Noordzee groep
De bovenste laag van de ondergrond bestaat uit grondlagen en gesteenten die de afgelopen 65 miljoen jaar zijn afgezet aan de rand van het Noordzeebekken, een omvangrijk dalingsgebied. De oudste afzettingen zijn vele honderden meters dik en bestaan vooral uit zeeklei, zandige klei en mergel. Daarbovenop ligt tot 1000 meter zand en klei, aangevoerd door rivieren. Plaatselijk is ondiep aardgas aanwezig, soms ontstaan door vergisting van organisch materiaal (moerasgas), soms doordat gas via breuken uit diepere lagen is opgestegen.
Krijtkalk groep
Deze grondlaag van plaatselijk tot 1500 meter dik bestaat uit dikke pakketten kalksteen en zandsteen, afgezet in een ondiepe zee. De fijnkorrelige kalksteen is opgebouwd uit de skeletjes van kleine zeediertjes. De kalkafzettingen uit Zuid-Limburg (soms foutief aangeduid als ‘mergel’) behoren tot deze groep, die vrijwel overal in de Nederlandse ondergrond voorkomt.
Rijnland groep
De Rijnland groep betreft zandsteenlagen tot 1400 meter dik, afgezet in rivieren, kustzones en diepere zeeën tijdens een periode van sterke daling. Deze lagen in de ondergrond zijn tegenwoordig een belangrijk reservoirgesteente voor olie en gas, dat afkomstig is uit dieper gelegen moedergesteente.
Jura groepen
Op een kleipakket van plaatselijk 1800 meter dik ligt de zogeheten ‘Posidonia schalie’, een grondlaag van grijze tot zwarte kleisteen uit het Vroeg-Jura. Gebrek aan zuurstof zorgde ervoor dat het organisch materiaal in dit gesteente niet kon vergaan.

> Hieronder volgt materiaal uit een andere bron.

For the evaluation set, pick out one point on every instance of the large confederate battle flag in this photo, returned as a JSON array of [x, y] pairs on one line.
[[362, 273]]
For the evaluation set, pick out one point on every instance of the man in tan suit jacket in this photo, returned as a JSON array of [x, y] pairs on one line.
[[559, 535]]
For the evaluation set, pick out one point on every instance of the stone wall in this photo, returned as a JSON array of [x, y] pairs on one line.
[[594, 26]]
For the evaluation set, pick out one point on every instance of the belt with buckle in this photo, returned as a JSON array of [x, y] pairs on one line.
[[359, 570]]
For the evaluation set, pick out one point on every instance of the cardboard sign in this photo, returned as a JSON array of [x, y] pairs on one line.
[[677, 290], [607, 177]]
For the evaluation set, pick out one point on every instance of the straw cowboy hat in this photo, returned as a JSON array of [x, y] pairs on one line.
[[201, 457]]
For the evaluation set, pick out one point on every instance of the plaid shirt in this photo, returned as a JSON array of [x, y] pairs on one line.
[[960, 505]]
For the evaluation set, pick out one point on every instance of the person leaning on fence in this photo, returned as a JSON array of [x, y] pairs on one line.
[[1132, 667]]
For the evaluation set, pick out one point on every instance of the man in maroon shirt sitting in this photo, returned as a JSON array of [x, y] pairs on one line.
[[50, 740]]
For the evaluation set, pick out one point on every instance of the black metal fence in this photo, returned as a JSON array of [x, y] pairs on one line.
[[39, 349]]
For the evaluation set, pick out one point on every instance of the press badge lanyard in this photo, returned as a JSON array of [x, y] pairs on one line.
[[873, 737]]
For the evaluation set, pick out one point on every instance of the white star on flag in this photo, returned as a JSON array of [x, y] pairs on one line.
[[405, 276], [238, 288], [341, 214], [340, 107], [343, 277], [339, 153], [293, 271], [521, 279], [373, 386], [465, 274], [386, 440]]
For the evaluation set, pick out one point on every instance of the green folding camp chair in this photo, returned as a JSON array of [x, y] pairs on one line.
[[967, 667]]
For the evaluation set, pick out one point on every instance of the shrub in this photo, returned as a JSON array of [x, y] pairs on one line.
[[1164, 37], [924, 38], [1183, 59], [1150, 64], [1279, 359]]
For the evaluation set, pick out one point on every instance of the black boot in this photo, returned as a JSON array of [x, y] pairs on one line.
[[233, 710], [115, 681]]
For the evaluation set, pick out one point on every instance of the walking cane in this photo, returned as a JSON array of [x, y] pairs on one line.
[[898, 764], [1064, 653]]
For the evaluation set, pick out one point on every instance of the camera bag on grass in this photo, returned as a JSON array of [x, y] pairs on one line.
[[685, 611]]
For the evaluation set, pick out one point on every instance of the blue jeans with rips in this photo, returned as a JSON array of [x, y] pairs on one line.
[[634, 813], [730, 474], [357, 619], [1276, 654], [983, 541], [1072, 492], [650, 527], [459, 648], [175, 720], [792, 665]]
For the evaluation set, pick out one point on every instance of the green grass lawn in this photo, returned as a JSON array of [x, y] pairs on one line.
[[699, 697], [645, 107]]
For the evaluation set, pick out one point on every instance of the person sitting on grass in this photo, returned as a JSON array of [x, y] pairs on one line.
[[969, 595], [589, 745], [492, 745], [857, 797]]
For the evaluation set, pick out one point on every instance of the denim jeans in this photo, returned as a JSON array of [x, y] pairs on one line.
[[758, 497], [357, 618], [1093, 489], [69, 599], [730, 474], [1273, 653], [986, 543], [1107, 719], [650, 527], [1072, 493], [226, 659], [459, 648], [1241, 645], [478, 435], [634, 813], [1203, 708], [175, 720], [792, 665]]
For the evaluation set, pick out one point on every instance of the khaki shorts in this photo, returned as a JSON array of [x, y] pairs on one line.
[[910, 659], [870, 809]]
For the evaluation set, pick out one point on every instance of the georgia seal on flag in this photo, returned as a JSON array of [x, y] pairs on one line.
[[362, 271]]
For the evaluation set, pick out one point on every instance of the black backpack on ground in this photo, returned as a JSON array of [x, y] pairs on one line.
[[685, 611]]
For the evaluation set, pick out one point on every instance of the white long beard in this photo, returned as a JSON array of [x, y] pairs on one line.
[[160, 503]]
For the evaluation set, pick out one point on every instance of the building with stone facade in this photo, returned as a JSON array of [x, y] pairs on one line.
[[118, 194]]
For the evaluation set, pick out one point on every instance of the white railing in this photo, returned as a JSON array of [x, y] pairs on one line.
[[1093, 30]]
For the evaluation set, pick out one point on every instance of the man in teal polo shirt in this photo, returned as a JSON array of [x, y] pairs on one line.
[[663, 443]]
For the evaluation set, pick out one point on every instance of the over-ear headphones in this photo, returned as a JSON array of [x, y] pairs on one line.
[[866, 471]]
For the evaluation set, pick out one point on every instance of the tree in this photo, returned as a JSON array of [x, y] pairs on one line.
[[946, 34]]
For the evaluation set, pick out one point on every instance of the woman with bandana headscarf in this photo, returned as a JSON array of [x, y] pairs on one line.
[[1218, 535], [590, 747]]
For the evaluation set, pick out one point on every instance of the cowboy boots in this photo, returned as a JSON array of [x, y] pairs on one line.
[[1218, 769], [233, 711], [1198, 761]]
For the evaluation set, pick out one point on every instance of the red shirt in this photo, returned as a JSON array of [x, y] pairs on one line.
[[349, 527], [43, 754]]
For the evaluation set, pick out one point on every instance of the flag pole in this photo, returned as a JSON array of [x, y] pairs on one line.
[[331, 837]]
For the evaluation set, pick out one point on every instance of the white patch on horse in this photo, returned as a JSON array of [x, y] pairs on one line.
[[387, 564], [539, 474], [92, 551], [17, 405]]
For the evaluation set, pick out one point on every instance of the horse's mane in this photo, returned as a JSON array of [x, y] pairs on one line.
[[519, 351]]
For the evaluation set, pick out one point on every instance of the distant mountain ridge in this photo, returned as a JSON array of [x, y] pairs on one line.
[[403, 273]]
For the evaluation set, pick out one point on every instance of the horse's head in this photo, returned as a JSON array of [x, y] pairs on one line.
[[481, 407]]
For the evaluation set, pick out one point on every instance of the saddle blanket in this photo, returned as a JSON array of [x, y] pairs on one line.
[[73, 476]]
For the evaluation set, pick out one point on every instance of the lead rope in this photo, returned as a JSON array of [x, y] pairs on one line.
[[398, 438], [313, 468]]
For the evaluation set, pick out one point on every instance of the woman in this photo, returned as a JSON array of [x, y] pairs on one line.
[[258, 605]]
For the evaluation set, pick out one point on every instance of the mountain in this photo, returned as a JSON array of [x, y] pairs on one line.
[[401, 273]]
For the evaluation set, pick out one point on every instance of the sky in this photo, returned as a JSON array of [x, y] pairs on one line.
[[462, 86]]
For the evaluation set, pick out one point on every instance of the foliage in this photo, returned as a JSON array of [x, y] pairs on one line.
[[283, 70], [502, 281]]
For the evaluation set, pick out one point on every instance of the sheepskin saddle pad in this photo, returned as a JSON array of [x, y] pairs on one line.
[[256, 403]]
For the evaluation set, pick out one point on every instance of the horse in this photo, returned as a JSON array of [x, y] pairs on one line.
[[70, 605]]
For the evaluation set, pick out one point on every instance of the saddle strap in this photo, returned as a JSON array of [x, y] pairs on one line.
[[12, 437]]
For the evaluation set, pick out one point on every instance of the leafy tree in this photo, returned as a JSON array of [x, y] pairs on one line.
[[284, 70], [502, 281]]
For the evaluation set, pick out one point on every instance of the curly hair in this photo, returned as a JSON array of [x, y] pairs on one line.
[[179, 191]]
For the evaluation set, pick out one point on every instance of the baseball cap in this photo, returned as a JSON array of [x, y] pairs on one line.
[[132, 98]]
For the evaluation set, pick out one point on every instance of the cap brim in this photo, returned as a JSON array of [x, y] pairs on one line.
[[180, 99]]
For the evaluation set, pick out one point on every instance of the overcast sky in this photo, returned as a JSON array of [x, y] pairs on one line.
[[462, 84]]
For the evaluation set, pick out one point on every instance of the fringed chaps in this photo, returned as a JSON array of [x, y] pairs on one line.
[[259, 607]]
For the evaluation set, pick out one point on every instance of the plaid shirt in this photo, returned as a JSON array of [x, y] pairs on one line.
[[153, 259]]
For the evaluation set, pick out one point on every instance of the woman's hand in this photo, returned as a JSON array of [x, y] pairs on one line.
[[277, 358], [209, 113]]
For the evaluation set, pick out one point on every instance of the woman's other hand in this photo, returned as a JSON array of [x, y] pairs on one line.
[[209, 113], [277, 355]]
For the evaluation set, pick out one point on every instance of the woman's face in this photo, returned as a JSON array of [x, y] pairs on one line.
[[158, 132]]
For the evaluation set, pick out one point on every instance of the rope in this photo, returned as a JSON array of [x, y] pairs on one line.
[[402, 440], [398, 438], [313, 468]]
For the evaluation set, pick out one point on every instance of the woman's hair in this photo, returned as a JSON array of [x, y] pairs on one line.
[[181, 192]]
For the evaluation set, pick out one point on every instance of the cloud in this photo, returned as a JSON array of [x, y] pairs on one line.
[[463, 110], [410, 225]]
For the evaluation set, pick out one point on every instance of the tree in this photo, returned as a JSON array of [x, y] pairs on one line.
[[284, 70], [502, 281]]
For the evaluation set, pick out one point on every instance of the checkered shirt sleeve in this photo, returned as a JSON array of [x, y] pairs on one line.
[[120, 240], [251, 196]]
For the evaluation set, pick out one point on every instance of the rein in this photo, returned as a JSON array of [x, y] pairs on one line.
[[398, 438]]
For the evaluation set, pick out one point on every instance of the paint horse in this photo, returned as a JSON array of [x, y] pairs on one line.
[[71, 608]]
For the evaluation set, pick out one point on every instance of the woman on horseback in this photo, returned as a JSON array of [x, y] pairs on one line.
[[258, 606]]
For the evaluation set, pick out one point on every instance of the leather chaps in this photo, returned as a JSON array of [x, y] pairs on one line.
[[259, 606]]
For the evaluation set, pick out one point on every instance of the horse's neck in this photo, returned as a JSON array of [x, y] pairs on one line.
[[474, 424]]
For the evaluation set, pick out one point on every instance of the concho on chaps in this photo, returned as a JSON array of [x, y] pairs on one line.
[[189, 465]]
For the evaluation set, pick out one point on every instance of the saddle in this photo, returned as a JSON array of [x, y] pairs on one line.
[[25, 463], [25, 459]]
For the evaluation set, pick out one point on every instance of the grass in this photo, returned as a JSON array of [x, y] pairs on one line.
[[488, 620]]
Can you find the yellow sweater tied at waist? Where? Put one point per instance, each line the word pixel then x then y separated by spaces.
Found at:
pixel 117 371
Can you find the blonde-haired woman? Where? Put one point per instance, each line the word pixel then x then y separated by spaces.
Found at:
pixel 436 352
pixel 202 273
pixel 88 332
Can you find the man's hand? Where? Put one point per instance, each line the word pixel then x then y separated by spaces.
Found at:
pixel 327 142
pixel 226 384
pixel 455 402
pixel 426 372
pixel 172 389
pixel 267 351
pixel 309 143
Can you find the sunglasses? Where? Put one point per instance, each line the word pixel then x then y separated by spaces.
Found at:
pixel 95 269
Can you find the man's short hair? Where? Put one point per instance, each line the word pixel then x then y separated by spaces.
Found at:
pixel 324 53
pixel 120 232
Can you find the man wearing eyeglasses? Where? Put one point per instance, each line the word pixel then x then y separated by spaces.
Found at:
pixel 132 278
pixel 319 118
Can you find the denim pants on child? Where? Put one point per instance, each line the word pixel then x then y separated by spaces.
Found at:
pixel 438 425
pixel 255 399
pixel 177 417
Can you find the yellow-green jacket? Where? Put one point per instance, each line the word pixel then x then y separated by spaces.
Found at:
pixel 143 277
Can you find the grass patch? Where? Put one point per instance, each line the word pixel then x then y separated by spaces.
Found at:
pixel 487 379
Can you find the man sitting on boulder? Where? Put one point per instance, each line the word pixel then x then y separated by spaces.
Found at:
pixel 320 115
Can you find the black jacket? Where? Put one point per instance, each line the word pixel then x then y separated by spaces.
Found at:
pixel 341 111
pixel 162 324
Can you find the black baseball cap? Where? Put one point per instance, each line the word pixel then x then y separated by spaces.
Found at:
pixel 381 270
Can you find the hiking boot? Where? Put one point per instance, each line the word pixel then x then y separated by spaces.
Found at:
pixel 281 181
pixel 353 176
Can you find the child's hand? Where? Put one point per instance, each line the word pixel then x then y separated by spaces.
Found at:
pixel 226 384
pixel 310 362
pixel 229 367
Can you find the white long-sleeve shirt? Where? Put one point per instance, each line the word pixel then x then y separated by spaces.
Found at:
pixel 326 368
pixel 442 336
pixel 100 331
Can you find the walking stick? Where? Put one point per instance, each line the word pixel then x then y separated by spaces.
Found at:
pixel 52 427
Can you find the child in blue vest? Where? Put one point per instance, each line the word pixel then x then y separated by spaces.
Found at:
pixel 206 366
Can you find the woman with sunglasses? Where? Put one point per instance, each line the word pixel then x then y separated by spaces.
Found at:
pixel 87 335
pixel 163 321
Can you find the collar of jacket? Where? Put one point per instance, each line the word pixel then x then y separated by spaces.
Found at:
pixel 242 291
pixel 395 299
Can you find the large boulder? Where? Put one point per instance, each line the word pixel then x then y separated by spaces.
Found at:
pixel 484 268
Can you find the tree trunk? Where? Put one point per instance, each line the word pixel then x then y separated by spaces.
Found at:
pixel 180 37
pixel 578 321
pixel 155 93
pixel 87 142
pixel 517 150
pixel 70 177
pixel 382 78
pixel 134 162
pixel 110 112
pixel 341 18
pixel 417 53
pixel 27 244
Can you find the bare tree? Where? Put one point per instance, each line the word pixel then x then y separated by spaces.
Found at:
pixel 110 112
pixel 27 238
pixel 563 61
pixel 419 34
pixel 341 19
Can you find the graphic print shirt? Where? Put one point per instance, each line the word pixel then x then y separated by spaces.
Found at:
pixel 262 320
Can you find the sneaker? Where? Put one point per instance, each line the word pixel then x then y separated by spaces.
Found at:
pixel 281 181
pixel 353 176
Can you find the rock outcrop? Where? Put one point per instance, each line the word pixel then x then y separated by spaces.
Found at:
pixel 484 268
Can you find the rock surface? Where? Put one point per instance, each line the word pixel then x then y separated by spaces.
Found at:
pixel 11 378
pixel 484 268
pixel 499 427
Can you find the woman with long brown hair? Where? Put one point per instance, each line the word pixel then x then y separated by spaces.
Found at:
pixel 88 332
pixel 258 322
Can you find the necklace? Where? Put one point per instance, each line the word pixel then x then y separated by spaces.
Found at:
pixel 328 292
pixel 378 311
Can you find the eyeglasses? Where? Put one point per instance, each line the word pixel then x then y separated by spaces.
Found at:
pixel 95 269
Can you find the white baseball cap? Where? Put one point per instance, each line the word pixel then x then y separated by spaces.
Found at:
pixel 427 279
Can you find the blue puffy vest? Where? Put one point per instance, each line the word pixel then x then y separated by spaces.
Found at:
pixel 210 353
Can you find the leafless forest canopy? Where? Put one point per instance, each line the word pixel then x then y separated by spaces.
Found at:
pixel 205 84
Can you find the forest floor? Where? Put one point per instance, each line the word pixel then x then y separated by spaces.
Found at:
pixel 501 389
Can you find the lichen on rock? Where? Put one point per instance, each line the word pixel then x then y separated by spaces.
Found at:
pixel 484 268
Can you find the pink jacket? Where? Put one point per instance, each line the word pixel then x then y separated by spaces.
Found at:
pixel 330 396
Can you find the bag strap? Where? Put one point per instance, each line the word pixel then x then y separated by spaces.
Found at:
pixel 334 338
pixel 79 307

In de ondergrond van Frankrijk, Nederland en Neder-Saksen is de Posidonia schalie daardoor vaak het moedergesteente voor olie en (schalie)gas. Deze laag is 30 tot 50 meter dik en bevindt zich 900-3500 meter onder de grond. Er bovenop liggen zand, klei en kalksedimenten en gesteenten die zijn afgezet in kust, delta- en riviergebieden.
Trias groepen
Bij de Trias groepen gaat het om afzettingen die voorkomen in de ondergrond van West- en Midden-Europa ten noorden van de Alpen. Ze bestaan uit drie duidelijk verschillende gesteenten: Bontzandsteen, Muschelkalk (kalksteen met veel fossiele schelpen) en Keuper (schalie of kleisteen). Vandaar de naam Trias (= drie-eenheid). In Nederland winnen we steenzout uit Triasafzettingen. Kalksteen uit de steengroeve in Winterswijk is een grondstof voor kunstmest.
Zechstein groep
Deze grondlaag van de Zechstein groep bestaat uit steenzoutpakketten, ontstaan door indamping van zeewater. Deze laag is soms meer dan 1500m dik. Deze ondoorlatende laag fungeert als afsluitingsgesteente voor het onderliggende reservoir met olie en gas. Als dit gesteente onder invloed van druk gaat vloeien, ontstaan in de ondergrond plaatselijk zoutpilaren van duizenden meters hoog.
Rotliegend groep
De Rotliegend groep ligt bovenop maximaal tachtig meter vulkanische afzettingen, zoals basalten en vulkanische tufstenen. Deze grondlaag van maximaal zevenhonderd meter dik bevat wind- en rivierafzettingen, o.a. zandsteen en kleisteen. Het overgrote deel van het Nederlandse aardgas, opgestegen uit dieper gelegen steenkool, zit gevangen in deze slecht doorlatende gesteenten.
Limburg groep
Deze bodemlaag bestaat uit dikke pakketten steenkool met rivier- en moeraszanden en kleien. Tot deze gesteentelagen behoren de steenkoolvoorkomens van Zuid-Limburg. In een klein gebiedje in Zuid-Limburg komen ze aan het oppervlak, overal elders in Nederland zitten ze op een paar kilometer diepte in de ondergrond.
Kolenkalk groep
Deze bodemlaag bestaat uit dikke kalksteenpakketten omringd door dikke schaliepakketten. Als ze rijk zijn aan organische stof, bevatten deze schalies van de ‘Geverik member’ mogelijk schaliegas. Ondanks de naam bevatten deze gesteentelagen geen steenkool
Devoon groep
Diep in onze ondergrond liggen Midden- en Laat-Devonische afzettingen, te diep voor rendabele winning van delfstoffen. Typisch voor het Devoon zijn rode zanden en de afbraakproducten van nabijgelegen gebergten (conglomeraten). Daar bovenop liggen zand, klei en kalkige afzettingen, afgezet door de oprukkende zee.
Siluur groep
De meest diepgelegen laag van de de Nederlandse ondergrond zijn de afzettingen uit het Siluur. Deze zijn aangetroffen vele kilometers diep in Zuid-Nederland en onder de Noordzee. Deze bodemlaag is te diep voor het winnen van delfstoffen. Meestal bestaat de laag uit kwartsieten zonder fossielen.